Then the satellite-guided bomb whooshed in and exploded.
Two more airstrikes blew apart two buildings on the opposite side from where the Taliban had been firing.

All this to 'meet with local elders'? Any doubt what their opinion will be? What they will tell their young folks to do?

Posted by b on April 20, 2009 at 12:25 UTC | Permalink


That didn't take long. Just a few days ago, the articles were crowing about the wonderful battle there in which the soldiers ambushed a Taliban column in a turkey shoot. It took less than a week for the tables to turn.

Even with all our technical and organizational advantages, the fight on the ground is pretty much even.

Posted by: Bill | Apr 20 2009 15:04 utc | 1

Why Fight In Korangal Valley?

I can offer this link to a thread about the same question from a blog by some 20-something career Petraeus wannabes.

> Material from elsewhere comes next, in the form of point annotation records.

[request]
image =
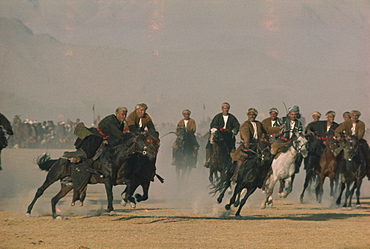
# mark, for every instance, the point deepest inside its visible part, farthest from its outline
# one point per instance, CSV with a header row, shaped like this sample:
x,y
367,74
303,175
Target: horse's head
x,y
215,136
147,143
351,147
300,145
331,144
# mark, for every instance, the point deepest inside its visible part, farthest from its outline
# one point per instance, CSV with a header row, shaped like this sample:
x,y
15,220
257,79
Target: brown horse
x,y
220,157
328,166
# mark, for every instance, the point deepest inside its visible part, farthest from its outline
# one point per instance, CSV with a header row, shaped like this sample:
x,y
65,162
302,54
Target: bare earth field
x,y
182,215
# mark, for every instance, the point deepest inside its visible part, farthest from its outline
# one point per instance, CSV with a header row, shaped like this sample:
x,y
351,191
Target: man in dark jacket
x,y
228,125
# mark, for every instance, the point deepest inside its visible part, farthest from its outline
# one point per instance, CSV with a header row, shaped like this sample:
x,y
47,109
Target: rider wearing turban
x,y
250,132
228,125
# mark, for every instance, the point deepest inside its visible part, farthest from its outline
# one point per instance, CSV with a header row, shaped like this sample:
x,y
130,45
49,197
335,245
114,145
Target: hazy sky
x,y
249,53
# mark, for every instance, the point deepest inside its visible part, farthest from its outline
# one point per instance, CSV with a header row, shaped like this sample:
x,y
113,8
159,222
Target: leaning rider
x,y
356,127
228,125
251,131
190,127
290,127
139,120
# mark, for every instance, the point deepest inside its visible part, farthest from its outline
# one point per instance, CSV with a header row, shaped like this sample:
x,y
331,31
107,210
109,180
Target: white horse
x,y
283,168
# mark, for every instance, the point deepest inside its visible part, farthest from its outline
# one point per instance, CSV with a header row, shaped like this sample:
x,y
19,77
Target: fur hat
x,y
330,113
274,110
293,109
252,110
356,112
225,103
186,110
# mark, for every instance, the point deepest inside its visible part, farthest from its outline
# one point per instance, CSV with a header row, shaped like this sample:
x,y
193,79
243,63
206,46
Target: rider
x,y
228,125
270,124
139,120
322,130
290,126
250,132
190,128
356,127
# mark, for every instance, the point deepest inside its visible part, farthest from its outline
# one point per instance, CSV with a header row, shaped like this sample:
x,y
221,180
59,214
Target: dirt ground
x,y
182,215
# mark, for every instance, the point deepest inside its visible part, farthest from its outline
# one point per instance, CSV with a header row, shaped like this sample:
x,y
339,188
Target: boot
x,y
208,157
237,168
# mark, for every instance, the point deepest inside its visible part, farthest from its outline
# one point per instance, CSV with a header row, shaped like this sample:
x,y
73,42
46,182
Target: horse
x,y
315,148
185,155
327,168
220,156
109,163
252,173
352,169
283,167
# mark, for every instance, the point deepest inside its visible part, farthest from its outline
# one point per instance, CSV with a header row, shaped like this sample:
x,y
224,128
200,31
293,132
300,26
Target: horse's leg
x,y
305,185
145,195
272,181
342,187
319,188
237,191
358,187
109,190
65,188
244,200
52,176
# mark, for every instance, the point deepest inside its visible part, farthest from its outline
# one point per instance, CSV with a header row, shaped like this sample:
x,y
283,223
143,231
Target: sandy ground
x,y
182,215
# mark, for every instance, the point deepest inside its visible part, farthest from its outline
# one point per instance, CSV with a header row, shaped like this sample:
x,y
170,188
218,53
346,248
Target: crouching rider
x,y
90,144
251,131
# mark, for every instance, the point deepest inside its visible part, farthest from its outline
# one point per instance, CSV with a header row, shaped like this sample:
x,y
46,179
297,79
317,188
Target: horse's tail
x,y
160,178
45,162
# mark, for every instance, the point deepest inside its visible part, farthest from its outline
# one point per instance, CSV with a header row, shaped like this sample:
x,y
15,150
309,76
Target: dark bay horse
x,y
252,173
109,164
352,169
327,168
220,157
185,156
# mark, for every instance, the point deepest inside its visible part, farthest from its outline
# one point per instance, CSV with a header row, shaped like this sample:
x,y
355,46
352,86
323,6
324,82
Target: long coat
x,y
269,128
133,122
346,127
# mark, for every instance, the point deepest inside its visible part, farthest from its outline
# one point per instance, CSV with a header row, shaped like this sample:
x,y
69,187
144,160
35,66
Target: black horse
x,y
352,168
185,155
251,174
220,157
110,163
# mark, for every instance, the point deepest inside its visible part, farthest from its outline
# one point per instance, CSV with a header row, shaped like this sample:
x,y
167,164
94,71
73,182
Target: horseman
x,y
356,127
270,124
228,125
290,127
190,127
139,120
322,130
250,132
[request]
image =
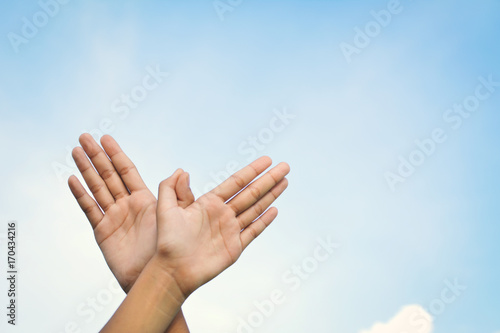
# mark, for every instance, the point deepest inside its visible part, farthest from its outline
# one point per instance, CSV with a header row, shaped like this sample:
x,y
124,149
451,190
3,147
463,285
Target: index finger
x,y
239,180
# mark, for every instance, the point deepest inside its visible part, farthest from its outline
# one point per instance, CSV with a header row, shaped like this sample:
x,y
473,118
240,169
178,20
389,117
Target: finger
x,y
255,229
103,166
87,204
258,188
252,213
242,178
167,198
126,169
185,196
94,182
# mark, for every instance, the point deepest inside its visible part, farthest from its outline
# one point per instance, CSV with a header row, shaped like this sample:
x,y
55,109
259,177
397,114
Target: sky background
x,y
230,71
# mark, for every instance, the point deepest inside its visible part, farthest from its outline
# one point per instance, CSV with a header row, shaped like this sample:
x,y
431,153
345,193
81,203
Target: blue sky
x,y
227,79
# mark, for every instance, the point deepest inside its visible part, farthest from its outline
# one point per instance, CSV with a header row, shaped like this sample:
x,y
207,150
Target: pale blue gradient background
x,y
226,77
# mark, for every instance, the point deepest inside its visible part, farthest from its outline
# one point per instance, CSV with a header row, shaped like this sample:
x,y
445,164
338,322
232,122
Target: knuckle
x,y
240,182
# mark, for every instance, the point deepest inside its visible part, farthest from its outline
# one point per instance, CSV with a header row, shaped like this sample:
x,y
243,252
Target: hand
x,y
198,242
124,216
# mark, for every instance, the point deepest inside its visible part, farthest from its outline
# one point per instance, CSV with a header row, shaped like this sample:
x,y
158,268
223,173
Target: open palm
x,y
199,241
123,214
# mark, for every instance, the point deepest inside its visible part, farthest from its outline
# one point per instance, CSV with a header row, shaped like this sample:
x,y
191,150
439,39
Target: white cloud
x,y
411,319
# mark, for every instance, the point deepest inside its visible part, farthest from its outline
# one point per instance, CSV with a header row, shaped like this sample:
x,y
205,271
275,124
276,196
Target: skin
x,y
123,214
197,242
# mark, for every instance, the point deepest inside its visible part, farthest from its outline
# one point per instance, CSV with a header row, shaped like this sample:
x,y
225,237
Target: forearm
x,y
178,325
150,306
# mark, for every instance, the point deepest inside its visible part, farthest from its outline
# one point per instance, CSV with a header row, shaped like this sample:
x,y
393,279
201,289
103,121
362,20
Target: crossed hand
x,y
194,240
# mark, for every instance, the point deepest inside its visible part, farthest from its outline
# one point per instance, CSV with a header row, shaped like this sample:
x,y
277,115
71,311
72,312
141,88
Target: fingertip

I'm just linking, not endorsing this site.

[link fixed - b.]

Posted by: brixton | Apr 20 2009 17:13 utc | 2

link not working, brixton

Posted by: biklett | Apr 20 2009 17:26 utc | 3

Vielen Dank.

Posted by: brixton | Apr 20 2009 17:49 utc | 4

@brixton - yeah - 20-somethings

some of the comments at AbuM say the Korangal lies on the east-west route from Pakistan. Not true - it is a side valley with a distinct minority population that has no beef in the overall fight.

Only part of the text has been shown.